Sunday, May 4, 2008

Harper Talks Trash

It has come to light recently that Metro Vancouver is moving forward with the expropriation of the Canfor Lands in Sapperton to build a "Waste to Energy" facility. In other words, an incinerator. This is whole heartedly supported by Councillor Bill Harper, who coincidentally took a trip recently to Japan to tour their WTE facility. In response to the future closure of the Cache Creek landfill, Harper stated recently, that loading our garbage on rail cars and sending it to Washington state is "expensive and environmentally irresponsible". And burning it in an incinerator isn't?
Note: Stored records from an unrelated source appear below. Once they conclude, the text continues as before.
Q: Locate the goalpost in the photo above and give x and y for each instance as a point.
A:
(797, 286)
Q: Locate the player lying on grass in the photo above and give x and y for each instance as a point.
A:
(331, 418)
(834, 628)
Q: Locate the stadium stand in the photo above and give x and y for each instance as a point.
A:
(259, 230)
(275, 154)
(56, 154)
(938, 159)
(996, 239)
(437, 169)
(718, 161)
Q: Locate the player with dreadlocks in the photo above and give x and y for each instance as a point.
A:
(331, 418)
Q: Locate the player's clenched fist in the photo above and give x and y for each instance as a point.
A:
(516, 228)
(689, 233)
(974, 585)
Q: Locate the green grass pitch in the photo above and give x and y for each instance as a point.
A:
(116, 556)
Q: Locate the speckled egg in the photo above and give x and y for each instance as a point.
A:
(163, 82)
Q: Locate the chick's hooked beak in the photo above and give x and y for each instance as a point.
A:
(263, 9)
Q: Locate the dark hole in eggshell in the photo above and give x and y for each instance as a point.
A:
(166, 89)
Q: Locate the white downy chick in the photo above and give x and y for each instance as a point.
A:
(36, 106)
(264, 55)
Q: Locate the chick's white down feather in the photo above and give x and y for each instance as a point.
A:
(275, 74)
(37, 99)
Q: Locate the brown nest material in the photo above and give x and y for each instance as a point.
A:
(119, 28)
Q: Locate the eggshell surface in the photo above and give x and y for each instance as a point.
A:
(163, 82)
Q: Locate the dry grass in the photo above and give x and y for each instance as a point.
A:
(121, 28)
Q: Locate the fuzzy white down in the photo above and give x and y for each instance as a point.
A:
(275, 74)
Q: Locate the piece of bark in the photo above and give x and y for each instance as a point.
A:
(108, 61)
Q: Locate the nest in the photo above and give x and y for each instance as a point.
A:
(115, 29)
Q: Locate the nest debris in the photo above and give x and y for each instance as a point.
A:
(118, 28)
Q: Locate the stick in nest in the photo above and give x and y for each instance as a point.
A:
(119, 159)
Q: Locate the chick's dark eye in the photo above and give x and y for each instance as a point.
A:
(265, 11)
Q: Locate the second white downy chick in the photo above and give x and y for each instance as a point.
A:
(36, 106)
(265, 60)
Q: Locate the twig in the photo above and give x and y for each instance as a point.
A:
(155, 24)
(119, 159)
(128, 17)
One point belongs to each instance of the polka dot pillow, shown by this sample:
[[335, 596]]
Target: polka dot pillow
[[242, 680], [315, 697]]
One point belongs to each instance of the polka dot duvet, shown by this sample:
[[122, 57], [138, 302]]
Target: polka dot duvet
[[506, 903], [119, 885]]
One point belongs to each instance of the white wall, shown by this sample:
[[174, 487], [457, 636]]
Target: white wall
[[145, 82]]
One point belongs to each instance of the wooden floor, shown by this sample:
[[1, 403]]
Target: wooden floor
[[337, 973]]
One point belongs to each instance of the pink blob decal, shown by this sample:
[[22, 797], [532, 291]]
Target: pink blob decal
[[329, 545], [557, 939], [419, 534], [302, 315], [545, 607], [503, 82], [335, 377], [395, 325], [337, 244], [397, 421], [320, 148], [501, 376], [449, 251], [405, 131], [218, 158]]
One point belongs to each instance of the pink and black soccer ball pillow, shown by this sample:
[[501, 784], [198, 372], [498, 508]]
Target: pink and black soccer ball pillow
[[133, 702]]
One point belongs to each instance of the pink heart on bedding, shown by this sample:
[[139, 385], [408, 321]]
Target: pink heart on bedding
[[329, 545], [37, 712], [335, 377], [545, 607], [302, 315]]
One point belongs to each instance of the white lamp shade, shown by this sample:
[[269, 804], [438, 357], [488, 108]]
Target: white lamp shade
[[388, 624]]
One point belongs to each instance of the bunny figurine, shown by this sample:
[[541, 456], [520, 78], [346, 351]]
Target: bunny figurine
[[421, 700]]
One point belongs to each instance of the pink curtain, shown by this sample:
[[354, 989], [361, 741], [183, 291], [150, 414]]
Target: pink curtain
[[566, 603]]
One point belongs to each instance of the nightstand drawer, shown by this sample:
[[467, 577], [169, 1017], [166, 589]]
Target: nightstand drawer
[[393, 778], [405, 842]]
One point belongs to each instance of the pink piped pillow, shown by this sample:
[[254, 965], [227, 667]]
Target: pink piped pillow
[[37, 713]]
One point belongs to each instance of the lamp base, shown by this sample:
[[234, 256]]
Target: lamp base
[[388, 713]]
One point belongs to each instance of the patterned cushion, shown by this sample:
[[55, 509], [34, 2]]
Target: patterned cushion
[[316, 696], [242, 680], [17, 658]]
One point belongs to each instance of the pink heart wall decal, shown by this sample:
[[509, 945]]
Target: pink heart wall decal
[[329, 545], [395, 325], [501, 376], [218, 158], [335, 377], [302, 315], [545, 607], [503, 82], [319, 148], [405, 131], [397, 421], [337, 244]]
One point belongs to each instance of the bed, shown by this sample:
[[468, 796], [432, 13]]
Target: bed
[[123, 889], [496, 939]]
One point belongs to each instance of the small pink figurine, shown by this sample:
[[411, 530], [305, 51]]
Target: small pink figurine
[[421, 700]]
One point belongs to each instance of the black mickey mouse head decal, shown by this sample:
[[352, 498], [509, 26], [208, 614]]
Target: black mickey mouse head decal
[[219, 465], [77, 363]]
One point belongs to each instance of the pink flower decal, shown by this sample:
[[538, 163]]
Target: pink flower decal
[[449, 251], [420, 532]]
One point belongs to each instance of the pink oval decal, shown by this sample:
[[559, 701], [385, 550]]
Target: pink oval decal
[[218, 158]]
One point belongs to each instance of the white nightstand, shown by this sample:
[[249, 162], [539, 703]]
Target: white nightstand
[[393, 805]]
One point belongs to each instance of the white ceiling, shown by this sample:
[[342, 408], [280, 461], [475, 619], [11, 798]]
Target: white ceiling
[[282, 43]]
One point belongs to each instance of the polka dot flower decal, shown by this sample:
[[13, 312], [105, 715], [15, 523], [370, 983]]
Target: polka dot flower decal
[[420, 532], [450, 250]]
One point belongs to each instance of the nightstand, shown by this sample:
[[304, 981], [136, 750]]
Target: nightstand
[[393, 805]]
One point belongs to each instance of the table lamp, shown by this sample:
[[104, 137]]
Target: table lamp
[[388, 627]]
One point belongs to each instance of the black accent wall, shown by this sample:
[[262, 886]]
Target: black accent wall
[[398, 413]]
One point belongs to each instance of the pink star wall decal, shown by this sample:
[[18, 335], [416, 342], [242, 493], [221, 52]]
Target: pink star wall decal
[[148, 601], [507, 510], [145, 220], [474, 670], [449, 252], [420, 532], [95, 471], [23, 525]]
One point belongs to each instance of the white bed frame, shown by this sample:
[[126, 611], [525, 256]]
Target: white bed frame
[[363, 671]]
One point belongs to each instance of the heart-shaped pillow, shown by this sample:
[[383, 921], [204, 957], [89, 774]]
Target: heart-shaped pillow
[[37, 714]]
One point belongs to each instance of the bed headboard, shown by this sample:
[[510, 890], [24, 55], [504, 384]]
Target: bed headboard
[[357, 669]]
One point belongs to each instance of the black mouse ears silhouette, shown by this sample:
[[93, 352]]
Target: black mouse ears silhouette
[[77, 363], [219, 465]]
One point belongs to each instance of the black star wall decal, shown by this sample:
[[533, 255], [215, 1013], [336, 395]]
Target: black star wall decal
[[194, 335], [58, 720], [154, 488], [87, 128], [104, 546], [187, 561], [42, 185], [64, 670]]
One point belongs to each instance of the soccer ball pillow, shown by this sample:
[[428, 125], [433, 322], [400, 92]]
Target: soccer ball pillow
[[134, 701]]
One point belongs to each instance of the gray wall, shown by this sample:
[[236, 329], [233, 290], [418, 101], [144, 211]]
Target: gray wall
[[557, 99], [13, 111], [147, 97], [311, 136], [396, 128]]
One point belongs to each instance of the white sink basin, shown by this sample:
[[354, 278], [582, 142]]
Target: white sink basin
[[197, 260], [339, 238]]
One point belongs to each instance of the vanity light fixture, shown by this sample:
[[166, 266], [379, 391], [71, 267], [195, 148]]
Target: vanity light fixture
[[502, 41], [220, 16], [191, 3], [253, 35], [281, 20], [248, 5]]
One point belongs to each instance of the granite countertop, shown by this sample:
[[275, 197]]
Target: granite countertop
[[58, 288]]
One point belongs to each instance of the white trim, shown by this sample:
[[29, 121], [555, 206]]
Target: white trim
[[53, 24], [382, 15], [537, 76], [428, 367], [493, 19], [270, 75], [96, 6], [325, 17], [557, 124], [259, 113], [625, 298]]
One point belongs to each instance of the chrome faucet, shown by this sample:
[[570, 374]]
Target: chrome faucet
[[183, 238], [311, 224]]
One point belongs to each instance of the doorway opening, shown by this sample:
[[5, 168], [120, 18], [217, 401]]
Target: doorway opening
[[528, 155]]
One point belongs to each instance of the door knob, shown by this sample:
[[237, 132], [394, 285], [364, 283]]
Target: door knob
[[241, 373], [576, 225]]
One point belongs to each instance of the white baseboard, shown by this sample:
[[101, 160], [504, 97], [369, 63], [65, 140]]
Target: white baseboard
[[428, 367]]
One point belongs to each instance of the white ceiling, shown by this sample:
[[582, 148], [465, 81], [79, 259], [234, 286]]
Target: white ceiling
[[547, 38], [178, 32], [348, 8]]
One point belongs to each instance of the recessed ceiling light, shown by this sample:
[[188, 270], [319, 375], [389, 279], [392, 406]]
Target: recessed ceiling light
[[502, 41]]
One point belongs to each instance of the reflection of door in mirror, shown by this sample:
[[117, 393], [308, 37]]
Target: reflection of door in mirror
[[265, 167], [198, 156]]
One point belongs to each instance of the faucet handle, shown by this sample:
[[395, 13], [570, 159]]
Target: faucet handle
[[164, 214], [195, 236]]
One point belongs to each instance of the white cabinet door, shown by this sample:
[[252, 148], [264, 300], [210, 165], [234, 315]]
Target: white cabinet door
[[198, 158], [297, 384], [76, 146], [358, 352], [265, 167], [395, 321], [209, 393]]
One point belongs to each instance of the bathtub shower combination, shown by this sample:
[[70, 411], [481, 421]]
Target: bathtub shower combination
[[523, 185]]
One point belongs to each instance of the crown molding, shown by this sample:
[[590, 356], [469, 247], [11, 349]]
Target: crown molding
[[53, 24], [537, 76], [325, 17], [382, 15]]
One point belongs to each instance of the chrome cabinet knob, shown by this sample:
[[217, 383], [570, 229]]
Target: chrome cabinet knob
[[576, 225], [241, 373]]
The proposed incinerator that Harper supports would be about twice the size of the present WTE facility in Burnaby, which would add about 200 trucks to our already choked roads and truck routes and will ultimately impact our air quality. Metro Vancouver is proposing spending up to 3 billion dollars on these WTE facilities, proposing three, and up to seven, of these incinerators throughout the region. This money, or far less, could be far better spent on investing in recycling, composting, and re-use facilities as well as a curb side green bin program for New Westminster and throughout the region, eliminating the proposed "need" for an incinerator. Programs such as these are already being adopted in cities throughout the country, and North America, with resounding success. Harper is showing his short sightedness and backwards thinking on this issue. There is no such thing as a zero emissions incinerator. "Gasification", as it is becoming popularly known, produces toxic emissions, greenhouse gases, and increased pollution in our air, which contributes to health risks, climate change, and global warming.

It is time that the local, provincial and federal government make industry responsible for it's overuse of packaging, which inevitably becomes the consumer's and the city's problem. The local government needs to ramp up city recycling, which would include single family homes and multi-family housing units, such as townhouses and condominiums. This would also include commercial, such as restaurants and food stores, industrial and institutional facilities, such as hospitals. The province needs to adopt a comprehensive waste reduction policy instead of proposing to spend billions on burning waste, ultimately letting the manufacturers off the hook and polluting our air. It seems that recycling, reducing and reusing are not even an option. Burning our waste only blocks the investment in green waste diversity alternatives and eliminates hundreds of potential jobs in the recycling industry. Burning waste is not recycling, as the proponents of the incinerator would like you to believe. In the end, the federal government needs to introduce regulations on packaging and make industry responsible for the waste it is creating.

Councilman Harper and Mayor Wright, educate yourselves. This issue does not just affect Sapperton and New Westminster. Don't abandon a waste diversion strategy. B.C., Metro Vancouver, and this city are moving in the wrong direction. Don't burn our futures.

Dana Hings
New Westminster resident and director of Voice - New Westminster

4 comments:

Anonymous said...

Check out the Surrey Now online for a related story. Our neighbouring communities aren't all on board even if Harper is excited about this.

Anonymous said...

With Harper's ramblings, we have just seen the emergence of the next snake oil salesman. Between Wayne-Rite and Harper. The behind the scenes working by these two to land this WTE site is full on. The Mayor was in the room at Metro's meeting where the decision was made to expropriate the Canfor lands. Yet a month later he denies knowing anything about it.
Waynocchio- your nose is a mile long.
Watch as the spin and the B.S. starts coming forward.

Anonymous said...

The biggest problem is we keep buying "stuff". Check this out.
http://www.storyofstuff.com/

Anonymous said...

This isn't just a Sapperton issue, nor is it just a New Westminster issue, it is a regional issue. We need to try to divert a lot of what we send to the landfill, or incinerator, to recycling/composting.
Maybe this whole debacle and the way our mayor and some council members have been handling it will force our City to actually think about "garbage".